Menurut Ning Lia, kisah seperti Pak Ribut hanyalah satu dari ribuan kisah serupa di pelosok negeri. Guru honorer adalah fondasi pendidikan Indonesia, namun sering kali keberadaannya seolah luput dari perhatian. Mereka tetap berdiri di depan kelas meski status kepegawaian tak pasti dan penghasilan jauh dari kata layak.
“Negara harus lebih hadir untuk mereka. Saya mendengar banyak suara sunyi dari para guru honorer di desa-desa. Mereka tidak menuntut kemewahan, hanya ingin dihargai seperti pahlawan sejati,” tegasnya.
Ning Lia menilai bahwa perbaikan kualitas pendidikan nasional tak bisa dipisahkan dari kesejahteraan para pengajar. Baginya, peningkatan mutu kurikulum, fasilitas, dan teknologi tak akan bermakna jika guru pilar utama pendidikan masih berjuang untuk bertahan hidup.

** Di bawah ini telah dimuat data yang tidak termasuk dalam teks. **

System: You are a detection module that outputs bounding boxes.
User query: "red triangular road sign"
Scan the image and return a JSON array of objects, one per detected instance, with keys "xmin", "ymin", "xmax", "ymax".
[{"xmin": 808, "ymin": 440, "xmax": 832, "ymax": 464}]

“Kita tidak bisa bicara tentang pendidikan unggul sementara guru-gurunya masih hidup dalam kesulitan. Mereka bukan sekadar pengajar, tapi penjaga peradaban. Maka, negara wajib memastikan kehidupan mereka sejahtera,” tutur Ning Lia dengan nada tegas.
Pertemuan hangat itu juga menjadi ruang refleksi tentang arti syukur dan pengabdian. Di sela obrolan, Pak Ribut menyampaikan pandangan yang menyejukkan hati.
“Syukur itu bukan saat kita punya segalanya, tapi saat kita masih mau memberi di tengah kekurangan,” ujarnya lirih.
Bagi Ning Lia, pertemuan ini menjadi momentum penting untuk memperjuangkan kebijakan yang lebih berpihak pada guru honorer, baik melalui regulasi nasional maupun kolaborasi dengan pemerintah daerah. Ia berharap, perjuangan panjang para pendidik ini tak berhenti pada janji atau seremonial belaka.
“Sudah saatnya kesejahteraan guru honorer tidak lagi jadi wacana. Mereka adalah tulang punggung masa depan bangsa, dan pengabdian mereka harus dibayar dengan penghargaan yang layak,” tutup Ning Lia, seraya menatap penuh harap.